## 1. Introduction

[2] The purpose of this paper is to describe the application of a data assimilation scheme that combines measurements and model results on the basis of their respective uncertainties. In the absence of detailed knowledge of the high-latitude input, simulated measurements of the chemical composition in the thermosphere are used to guide the model results toward a solution that is consistent with the input without actually measuring it. In this section we describe the state of modeling and the need for data assimilation for the thermosphere ionosphere system.

[3] Important progress has been made in modeling the effects of geomagnetic storms in the thermosphere and ionosphere using global models with large grids (2°–5° latitude, 5°–18° longitude). Numerical simulations of generic [e.g., *Fuller-Rowell et al.*, 1994, 1996] and specific [e.g., *Codrescu et al.*, 1997; *Fuller-Rowell et al.*, 2000] storms using global circulation models (GCMs) have provided a better understanding of the dynamics of the upper atmosphere and have permitted the identification of the processes responsible for global ionospheric storm effects at high latitudes and midlatitudes. Neutral composition changes driven by high-latitude energy inputs have been identified as one of the main mechanisms responsible for global storm effects [*Rishbeth et al.*, 1987; *Prölss*, 1987; *Burns et al.*, 1991]. However, one should keep in mind that the models do not include the physics of processes with horizontal spatial scales smaller than 400 km.

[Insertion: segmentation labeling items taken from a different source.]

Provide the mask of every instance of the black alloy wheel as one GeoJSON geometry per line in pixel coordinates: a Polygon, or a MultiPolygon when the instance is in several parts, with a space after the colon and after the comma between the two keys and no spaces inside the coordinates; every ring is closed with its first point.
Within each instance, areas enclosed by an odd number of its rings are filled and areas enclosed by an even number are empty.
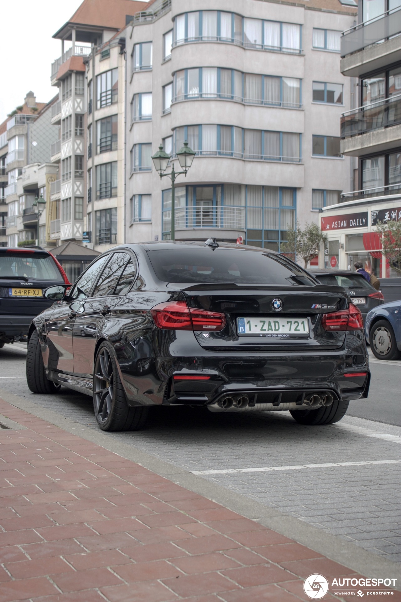
{"type": "Polygon", "coordinates": [[[32,393],[58,393],[61,388],[61,385],[47,379],[37,330],[32,333],[28,344],[26,382],[32,393]]]}
{"type": "Polygon", "coordinates": [[[341,420],[349,405],[349,401],[335,400],[331,406],[322,406],[316,409],[290,410],[290,414],[299,424],[332,424],[341,420]]]}
{"type": "Polygon", "coordinates": [[[129,406],[112,349],[106,341],[95,358],[93,409],[102,430],[139,430],[148,413],[147,408],[129,406]]]}
{"type": "Polygon", "coordinates": [[[387,320],[379,320],[373,324],[369,332],[369,343],[378,359],[397,359],[400,356],[394,330],[387,320]]]}

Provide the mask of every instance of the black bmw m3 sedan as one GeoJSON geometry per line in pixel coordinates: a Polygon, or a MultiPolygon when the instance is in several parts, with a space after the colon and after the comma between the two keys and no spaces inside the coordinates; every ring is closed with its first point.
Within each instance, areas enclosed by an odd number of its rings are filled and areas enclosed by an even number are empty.
{"type": "Polygon", "coordinates": [[[267,249],[215,239],[116,247],[29,329],[28,386],[93,396],[104,430],[140,429],[152,406],[340,420],[367,397],[359,309],[267,249]]]}

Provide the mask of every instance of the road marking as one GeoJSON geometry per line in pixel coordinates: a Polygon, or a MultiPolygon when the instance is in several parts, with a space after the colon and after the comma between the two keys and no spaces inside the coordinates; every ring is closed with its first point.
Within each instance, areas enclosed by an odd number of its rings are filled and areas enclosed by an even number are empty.
{"type": "Polygon", "coordinates": [[[357,435],[363,435],[366,437],[373,437],[375,439],[382,439],[385,441],[391,441],[392,443],[401,443],[401,436],[398,435],[390,435],[388,433],[380,433],[373,429],[365,429],[362,426],[355,426],[353,424],[335,424],[336,429],[342,429],[343,430],[349,430],[357,435]]]}
{"type": "Polygon", "coordinates": [[[334,466],[360,466],[372,464],[397,464],[401,460],[369,460],[361,462],[337,462],[326,464],[299,464],[296,466],[265,466],[260,468],[226,468],[219,470],[192,470],[192,474],[230,474],[232,473],[265,473],[271,470],[300,470],[304,468],[326,468],[334,466]]]}

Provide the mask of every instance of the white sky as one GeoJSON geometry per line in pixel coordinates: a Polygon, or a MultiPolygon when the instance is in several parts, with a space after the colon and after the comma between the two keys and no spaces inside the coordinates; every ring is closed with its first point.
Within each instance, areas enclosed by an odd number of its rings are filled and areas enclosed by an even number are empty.
{"type": "Polygon", "coordinates": [[[14,4],[2,0],[0,123],[23,103],[29,90],[38,102],[47,102],[57,93],[58,88],[50,85],[50,76],[52,63],[61,54],[61,42],[52,36],[82,1],[19,0],[14,4]]]}

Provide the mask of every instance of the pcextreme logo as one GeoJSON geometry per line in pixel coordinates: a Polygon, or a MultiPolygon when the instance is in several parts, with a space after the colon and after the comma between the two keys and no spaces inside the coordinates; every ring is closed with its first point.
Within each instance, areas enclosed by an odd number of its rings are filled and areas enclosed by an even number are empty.
{"type": "Polygon", "coordinates": [[[314,573],[307,577],[304,582],[304,591],[311,600],[323,598],[331,589],[334,596],[392,596],[396,591],[397,579],[381,578],[366,579],[361,577],[340,577],[333,579],[331,586],[323,575],[314,573]],[[363,589],[361,589],[363,588],[363,589]]]}

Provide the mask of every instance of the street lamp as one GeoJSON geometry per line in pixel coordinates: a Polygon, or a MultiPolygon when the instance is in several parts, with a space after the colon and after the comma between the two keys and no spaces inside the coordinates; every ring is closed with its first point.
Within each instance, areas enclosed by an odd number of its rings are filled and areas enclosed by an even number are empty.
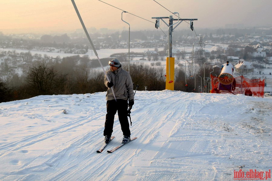
{"type": "MultiPolygon", "coordinates": [[[[204,83],[204,86],[206,86],[206,84],[205,84],[205,64],[208,61],[207,61],[204,62],[204,76],[203,77],[203,80],[204,80],[203,81],[203,83],[204,83]]],[[[205,91],[205,92],[206,92],[206,91],[205,91]]]]}
{"type": "Polygon", "coordinates": [[[123,13],[127,13],[127,12],[124,11],[122,12],[122,17],[121,17],[121,19],[122,20],[122,21],[127,24],[129,25],[129,43],[130,43],[130,25],[129,24],[127,23],[127,22],[126,22],[125,21],[123,20],[123,13]]]}
{"type": "Polygon", "coordinates": [[[211,88],[212,88],[211,87],[211,73],[213,72],[213,71],[214,71],[215,68],[215,67],[218,67],[218,68],[220,68],[217,65],[214,65],[212,66],[212,71],[210,72],[210,87],[211,88]]]}

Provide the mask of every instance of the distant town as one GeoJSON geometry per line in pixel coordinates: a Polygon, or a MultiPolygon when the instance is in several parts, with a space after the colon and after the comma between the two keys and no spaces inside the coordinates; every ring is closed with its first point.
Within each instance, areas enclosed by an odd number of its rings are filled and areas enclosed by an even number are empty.
{"type": "MultiPolygon", "coordinates": [[[[128,49],[128,31],[100,30],[93,28],[88,30],[97,50],[128,49]]],[[[181,65],[183,62],[180,60],[187,62],[187,66],[191,66],[189,60],[193,59],[199,64],[200,59],[202,59],[202,62],[210,62],[206,65],[209,66],[206,72],[209,72],[215,65],[220,67],[228,61],[235,65],[234,73],[238,75],[256,75],[254,78],[267,78],[265,92],[272,92],[270,87],[272,87],[272,81],[270,80],[272,80],[272,77],[270,77],[272,72],[272,27],[200,29],[198,33],[196,34],[189,29],[173,32],[172,53],[179,66],[183,66],[181,65]],[[193,52],[192,48],[193,44],[193,52]],[[211,50],[208,48],[211,46],[216,48],[211,50]]],[[[130,60],[165,61],[167,55],[168,38],[162,34],[161,31],[156,30],[130,32],[130,60]],[[144,51],[133,51],[137,49],[144,51]]],[[[24,72],[26,73],[30,66],[36,61],[60,63],[64,57],[74,55],[74,58],[78,59],[78,63],[86,63],[91,60],[88,55],[92,51],[91,49],[82,30],[72,33],[50,35],[4,34],[0,32],[1,80],[10,86],[15,75],[20,77],[24,72]],[[64,55],[48,55],[52,53],[64,55]]],[[[127,61],[128,55],[127,52],[117,52],[109,55],[108,58],[118,57],[127,61]]],[[[107,65],[106,62],[103,63],[104,66],[107,65]]],[[[161,65],[156,64],[156,65],[161,65]]],[[[94,68],[94,65],[90,65],[90,68],[94,68]]],[[[202,89],[198,89],[198,92],[202,92],[202,89]]]]}

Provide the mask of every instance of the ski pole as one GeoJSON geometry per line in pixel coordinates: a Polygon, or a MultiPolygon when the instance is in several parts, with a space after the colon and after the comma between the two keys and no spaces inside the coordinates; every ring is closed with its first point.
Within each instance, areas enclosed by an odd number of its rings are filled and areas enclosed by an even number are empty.
{"type": "MultiPolygon", "coordinates": [[[[73,5],[74,6],[74,8],[75,8],[75,10],[76,11],[76,12],[77,13],[77,16],[78,17],[78,19],[79,19],[79,21],[80,21],[80,22],[81,23],[81,24],[82,26],[82,27],[83,28],[83,29],[84,30],[84,31],[85,32],[85,34],[86,34],[86,35],[87,36],[87,37],[88,38],[88,40],[89,40],[89,41],[90,42],[90,43],[91,44],[91,46],[92,46],[92,48],[93,48],[93,52],[94,52],[94,54],[95,54],[96,56],[97,57],[97,59],[98,60],[98,61],[99,62],[99,63],[100,64],[100,65],[101,66],[101,67],[102,67],[102,69],[103,69],[103,71],[104,71],[104,74],[105,74],[106,77],[107,78],[107,79],[108,80],[108,81],[109,81],[109,82],[110,81],[110,79],[109,79],[109,78],[108,77],[108,76],[106,74],[106,71],[105,71],[105,69],[104,69],[104,68],[103,67],[103,66],[102,65],[102,63],[101,63],[101,61],[100,61],[100,59],[99,59],[99,58],[98,57],[98,54],[97,54],[97,52],[96,52],[96,50],[95,48],[94,47],[94,46],[93,45],[93,42],[92,42],[92,40],[91,40],[91,38],[89,34],[89,33],[88,33],[88,31],[87,31],[87,29],[86,29],[86,27],[85,27],[85,25],[84,24],[84,23],[83,22],[82,19],[81,17],[81,16],[80,15],[80,14],[79,14],[79,11],[78,11],[78,10],[77,9],[77,5],[76,5],[76,3],[75,3],[75,1],[74,0],[71,0],[71,1],[72,1],[72,3],[73,4],[73,5]]],[[[112,93],[113,94],[113,97],[114,97],[114,99],[116,101],[117,101],[116,100],[116,98],[115,97],[115,95],[114,94],[114,92],[113,91],[113,89],[112,87],[111,87],[111,90],[112,91],[112,93]]]]}
{"type": "Polygon", "coordinates": [[[138,84],[136,86],[136,88],[135,90],[135,92],[134,92],[134,95],[135,95],[135,93],[136,93],[136,91],[137,90],[137,88],[139,87],[139,85],[138,84]]]}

[4] Most GCM simulations use statistical patterns of electric field and particle precipitation to calculate the high-latitude energy input into the upper atmosphere. Storm effects are very sensitive to the temporal and spatial distribution of the energy input into the high-latitude region. However, statistical patterns do not reproduce even the global-scale characteristics of specific storms. As a result, GCMs can predict typical storm effects (generic storms) rather well but have difficulties modeling specific storm periods because the precise temporal and spatial energy inputs cannot be specified from statistical patterns even for the large grid spacing (2° latitude and 18° longitude) used in this study.

[5] The high-latitude energy input and its spatial distribution have been recognized as the single largest source of uncertainty in a GCM simulation of specific storm conditions in the upper atmosphere [*Codrescu et al.*, 1997]. The need for better inputs is being addressed by the community, and efforts are being made to produce forcing patterns using the SuperDARN radar network and techniques like the assimilative mapping of ionospheric electrodynamics [*Richmond and Kamide*, 1988]. However, as the possibility of entirely removing the forcing uncertainty through direct measurements of electric fields and conductivities is impractical at this time, the use of data assimilation techniques and measurements of the variable of interest, like the O/N_{2} ratio in this case, is an attractive alternative.

[6] There are many ways to implement “data assimilation” using techniques that range from a simple replacement of a model result by a “raw” measurement at one location (nudging) to sequential statistical methods like the extended Kalman filter (KF). The computational burden generally increases with the sophistication of the data assimilation scheme and quickly becomes prohibitive in the case of global GCMs for the thermosphere-ionosphere system (see *Minter* [2002] for full details).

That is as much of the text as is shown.